Saturday, November 04, 2006

Advanced hide and seek

While Bridlington is congratulating itself on being the first town to set up a 'pillar of shame' containing the photographs of children issued with ASBOs, Marina Hyde has an interesting take on the situation:

John Reid is a glass-half-full sort of chap - water, of course - but even a pessimistic home secretary could not fail to be encouraged by one element of this week's Youth Justice Board study, which suggests that Asbos are widely perceived by teenagers as a badge of honour. "You are inviting little Johnny Smith to... run over the imaginary line, then run away from police," one police officer said of geographical exclusion zones. "You've actually invented a game for the kids to play."

This seems a genuine achievement - Mr Reid's department has sent out self-congratulatory press releases for less - given that one timeworn cry is that these youngsters are disaffected because they have nothing to do.

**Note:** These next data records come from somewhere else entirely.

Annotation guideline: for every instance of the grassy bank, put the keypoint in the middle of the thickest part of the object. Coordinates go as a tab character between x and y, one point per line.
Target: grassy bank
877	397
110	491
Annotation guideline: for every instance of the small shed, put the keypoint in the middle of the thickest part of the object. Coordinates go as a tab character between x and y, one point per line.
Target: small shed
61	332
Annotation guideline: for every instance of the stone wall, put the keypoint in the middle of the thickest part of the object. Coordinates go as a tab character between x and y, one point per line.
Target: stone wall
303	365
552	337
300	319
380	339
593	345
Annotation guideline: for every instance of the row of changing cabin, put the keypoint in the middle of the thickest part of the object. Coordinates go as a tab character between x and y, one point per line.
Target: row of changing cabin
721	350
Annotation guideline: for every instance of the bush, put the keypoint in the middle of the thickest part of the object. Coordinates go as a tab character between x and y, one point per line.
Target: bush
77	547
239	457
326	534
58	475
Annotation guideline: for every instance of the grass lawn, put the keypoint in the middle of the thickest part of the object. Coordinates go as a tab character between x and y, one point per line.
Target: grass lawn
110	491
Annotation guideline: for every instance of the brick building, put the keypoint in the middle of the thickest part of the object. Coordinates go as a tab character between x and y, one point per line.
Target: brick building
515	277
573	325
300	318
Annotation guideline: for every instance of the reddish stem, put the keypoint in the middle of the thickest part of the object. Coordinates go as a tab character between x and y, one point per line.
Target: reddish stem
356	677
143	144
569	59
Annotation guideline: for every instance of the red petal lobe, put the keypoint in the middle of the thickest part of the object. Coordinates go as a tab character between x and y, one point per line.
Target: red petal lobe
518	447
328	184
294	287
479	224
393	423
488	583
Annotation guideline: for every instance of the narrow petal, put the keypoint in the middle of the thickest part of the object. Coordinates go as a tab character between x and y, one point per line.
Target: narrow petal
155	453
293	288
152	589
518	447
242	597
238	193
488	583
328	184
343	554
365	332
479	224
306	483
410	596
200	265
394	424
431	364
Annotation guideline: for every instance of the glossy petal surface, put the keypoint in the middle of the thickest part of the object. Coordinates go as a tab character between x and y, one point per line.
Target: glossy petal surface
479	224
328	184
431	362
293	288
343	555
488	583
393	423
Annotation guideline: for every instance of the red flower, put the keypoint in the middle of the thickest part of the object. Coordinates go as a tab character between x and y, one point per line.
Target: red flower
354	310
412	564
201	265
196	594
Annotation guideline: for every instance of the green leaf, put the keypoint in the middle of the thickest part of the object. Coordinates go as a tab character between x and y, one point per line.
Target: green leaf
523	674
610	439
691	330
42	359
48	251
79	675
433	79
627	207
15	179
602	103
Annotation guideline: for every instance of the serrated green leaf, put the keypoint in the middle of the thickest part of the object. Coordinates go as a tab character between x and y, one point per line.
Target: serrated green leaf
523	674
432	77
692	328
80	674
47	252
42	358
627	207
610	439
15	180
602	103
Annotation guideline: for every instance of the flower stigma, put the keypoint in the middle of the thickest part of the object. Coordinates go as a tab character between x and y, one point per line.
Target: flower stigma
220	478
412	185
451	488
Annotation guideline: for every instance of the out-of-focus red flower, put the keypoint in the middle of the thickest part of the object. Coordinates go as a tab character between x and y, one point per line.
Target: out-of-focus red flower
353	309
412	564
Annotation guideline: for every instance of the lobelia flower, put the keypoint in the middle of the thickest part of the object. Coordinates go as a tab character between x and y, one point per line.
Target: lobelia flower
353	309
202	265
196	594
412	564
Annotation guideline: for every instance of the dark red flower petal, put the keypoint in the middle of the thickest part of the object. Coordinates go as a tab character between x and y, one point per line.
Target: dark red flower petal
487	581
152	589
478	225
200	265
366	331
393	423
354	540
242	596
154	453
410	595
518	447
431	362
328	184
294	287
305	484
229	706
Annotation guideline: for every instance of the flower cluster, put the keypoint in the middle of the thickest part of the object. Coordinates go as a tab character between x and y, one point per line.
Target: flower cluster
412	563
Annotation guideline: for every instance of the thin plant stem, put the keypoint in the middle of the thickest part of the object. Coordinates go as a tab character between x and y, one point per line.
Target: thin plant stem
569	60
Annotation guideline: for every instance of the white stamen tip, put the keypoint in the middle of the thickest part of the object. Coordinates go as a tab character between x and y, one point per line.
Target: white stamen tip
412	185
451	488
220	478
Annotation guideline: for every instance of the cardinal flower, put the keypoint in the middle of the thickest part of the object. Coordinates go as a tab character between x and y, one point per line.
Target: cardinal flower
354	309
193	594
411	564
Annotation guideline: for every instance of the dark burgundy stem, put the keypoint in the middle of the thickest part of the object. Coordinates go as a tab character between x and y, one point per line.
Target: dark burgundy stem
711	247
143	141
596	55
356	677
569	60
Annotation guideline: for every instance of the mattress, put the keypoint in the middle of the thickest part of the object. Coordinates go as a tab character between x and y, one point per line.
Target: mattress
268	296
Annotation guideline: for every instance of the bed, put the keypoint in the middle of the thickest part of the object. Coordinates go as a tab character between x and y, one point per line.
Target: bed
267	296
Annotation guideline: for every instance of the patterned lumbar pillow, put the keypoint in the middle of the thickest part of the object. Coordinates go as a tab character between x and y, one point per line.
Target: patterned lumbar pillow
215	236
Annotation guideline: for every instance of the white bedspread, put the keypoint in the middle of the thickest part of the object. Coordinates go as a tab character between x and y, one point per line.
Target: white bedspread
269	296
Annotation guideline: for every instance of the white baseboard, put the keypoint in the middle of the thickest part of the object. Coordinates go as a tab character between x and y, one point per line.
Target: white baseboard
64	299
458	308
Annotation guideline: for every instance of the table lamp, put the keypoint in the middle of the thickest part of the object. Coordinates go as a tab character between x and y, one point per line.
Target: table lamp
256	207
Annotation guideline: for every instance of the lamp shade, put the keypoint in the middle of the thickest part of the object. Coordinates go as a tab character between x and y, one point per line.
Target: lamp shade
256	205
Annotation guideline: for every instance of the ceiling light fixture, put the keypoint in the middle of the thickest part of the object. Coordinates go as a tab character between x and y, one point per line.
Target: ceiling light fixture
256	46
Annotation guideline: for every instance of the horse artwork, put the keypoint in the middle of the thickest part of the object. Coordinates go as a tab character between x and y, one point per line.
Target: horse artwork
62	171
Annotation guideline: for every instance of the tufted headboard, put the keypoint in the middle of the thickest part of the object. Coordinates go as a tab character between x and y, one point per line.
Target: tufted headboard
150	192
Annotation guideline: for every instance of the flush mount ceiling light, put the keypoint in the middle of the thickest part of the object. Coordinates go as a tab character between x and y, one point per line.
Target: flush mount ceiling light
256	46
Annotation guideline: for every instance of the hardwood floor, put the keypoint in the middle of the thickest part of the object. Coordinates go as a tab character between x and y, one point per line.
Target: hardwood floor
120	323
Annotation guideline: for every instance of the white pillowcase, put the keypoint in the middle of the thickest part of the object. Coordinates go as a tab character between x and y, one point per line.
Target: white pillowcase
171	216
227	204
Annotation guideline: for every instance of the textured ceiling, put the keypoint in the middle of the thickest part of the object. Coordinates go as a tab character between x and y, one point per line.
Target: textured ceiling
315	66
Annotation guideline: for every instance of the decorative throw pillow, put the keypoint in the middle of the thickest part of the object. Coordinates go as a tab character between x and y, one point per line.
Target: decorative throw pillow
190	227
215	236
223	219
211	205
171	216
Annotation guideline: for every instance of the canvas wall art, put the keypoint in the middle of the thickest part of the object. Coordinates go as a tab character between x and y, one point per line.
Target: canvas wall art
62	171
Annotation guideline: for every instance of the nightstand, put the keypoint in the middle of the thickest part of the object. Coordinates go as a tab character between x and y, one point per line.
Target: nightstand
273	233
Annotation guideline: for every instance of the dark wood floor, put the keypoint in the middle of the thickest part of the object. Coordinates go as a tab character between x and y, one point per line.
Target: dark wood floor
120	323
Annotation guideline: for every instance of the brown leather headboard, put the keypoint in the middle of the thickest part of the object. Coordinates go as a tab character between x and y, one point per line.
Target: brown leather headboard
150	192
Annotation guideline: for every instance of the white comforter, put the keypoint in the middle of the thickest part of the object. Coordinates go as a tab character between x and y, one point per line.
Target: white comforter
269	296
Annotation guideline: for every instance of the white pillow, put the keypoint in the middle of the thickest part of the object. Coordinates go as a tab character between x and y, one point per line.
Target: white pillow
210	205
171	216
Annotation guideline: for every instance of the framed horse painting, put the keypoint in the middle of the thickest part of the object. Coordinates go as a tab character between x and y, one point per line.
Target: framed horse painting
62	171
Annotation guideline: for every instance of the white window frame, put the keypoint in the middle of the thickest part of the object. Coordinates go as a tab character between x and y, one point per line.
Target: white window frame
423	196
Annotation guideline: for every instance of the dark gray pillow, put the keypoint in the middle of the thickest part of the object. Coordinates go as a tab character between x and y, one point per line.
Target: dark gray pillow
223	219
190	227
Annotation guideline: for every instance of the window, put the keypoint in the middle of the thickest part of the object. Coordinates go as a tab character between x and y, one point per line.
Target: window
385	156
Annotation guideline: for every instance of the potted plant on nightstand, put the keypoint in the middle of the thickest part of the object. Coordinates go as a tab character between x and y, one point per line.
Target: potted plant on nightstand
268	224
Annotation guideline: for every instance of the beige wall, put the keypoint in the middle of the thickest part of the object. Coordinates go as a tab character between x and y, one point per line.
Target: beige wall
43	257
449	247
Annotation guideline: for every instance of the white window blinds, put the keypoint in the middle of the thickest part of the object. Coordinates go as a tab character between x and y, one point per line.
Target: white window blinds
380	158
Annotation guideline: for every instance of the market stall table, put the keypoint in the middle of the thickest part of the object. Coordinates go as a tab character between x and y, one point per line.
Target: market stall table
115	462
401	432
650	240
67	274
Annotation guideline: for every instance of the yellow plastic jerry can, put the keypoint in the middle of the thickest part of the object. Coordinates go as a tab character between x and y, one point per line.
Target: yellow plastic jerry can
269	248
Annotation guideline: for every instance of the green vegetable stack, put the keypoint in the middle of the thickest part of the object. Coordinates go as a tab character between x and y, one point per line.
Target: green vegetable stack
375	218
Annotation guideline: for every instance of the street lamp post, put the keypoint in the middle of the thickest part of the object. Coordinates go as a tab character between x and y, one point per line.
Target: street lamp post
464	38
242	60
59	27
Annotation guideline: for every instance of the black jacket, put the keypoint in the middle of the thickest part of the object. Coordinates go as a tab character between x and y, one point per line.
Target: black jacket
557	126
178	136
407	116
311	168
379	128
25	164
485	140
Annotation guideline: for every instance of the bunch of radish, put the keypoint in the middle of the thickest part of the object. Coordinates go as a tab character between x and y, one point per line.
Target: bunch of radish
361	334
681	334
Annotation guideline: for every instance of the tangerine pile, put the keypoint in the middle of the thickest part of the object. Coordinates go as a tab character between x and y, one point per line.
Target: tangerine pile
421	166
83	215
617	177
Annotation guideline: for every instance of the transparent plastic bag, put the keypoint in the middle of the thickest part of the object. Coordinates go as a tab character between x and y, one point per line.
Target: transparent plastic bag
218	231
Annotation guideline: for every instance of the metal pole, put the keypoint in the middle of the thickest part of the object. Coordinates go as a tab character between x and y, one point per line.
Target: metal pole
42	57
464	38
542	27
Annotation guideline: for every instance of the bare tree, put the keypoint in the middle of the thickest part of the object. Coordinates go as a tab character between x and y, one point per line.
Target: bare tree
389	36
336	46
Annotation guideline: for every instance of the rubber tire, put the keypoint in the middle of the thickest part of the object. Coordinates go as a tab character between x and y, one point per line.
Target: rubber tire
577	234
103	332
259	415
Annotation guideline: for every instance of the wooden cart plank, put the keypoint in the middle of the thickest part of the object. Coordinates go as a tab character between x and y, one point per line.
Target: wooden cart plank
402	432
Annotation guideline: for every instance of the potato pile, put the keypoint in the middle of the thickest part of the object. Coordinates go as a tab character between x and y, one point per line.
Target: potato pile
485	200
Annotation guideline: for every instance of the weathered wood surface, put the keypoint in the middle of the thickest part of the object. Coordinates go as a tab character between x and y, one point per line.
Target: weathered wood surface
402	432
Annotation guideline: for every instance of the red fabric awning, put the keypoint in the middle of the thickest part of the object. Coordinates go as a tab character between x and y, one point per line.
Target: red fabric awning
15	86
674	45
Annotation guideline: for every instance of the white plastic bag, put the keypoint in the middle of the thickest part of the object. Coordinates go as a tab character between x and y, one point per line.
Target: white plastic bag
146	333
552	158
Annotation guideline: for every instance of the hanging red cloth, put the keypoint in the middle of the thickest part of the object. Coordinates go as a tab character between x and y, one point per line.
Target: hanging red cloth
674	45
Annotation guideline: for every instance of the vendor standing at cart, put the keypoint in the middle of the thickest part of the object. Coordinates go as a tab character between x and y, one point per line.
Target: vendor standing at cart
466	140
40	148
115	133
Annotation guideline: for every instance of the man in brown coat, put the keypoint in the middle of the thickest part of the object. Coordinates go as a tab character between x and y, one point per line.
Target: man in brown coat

Conventional wisdom requires us to see them as loitering in some kind of civic no man's land - too old to be diverted by rusting playgrounds, and too young to drink in pubs (you do have to admire the far-flung horizons of our social ambition).

Happily, such ennui appears to have been addressed by this exciting variant on British bulldog.

Meanwhile Jonathan Calder give short shrift to Polly Toynbee's idea that the answer to 'antisocial' behaviour is to keep poor children at school for ten hours a day.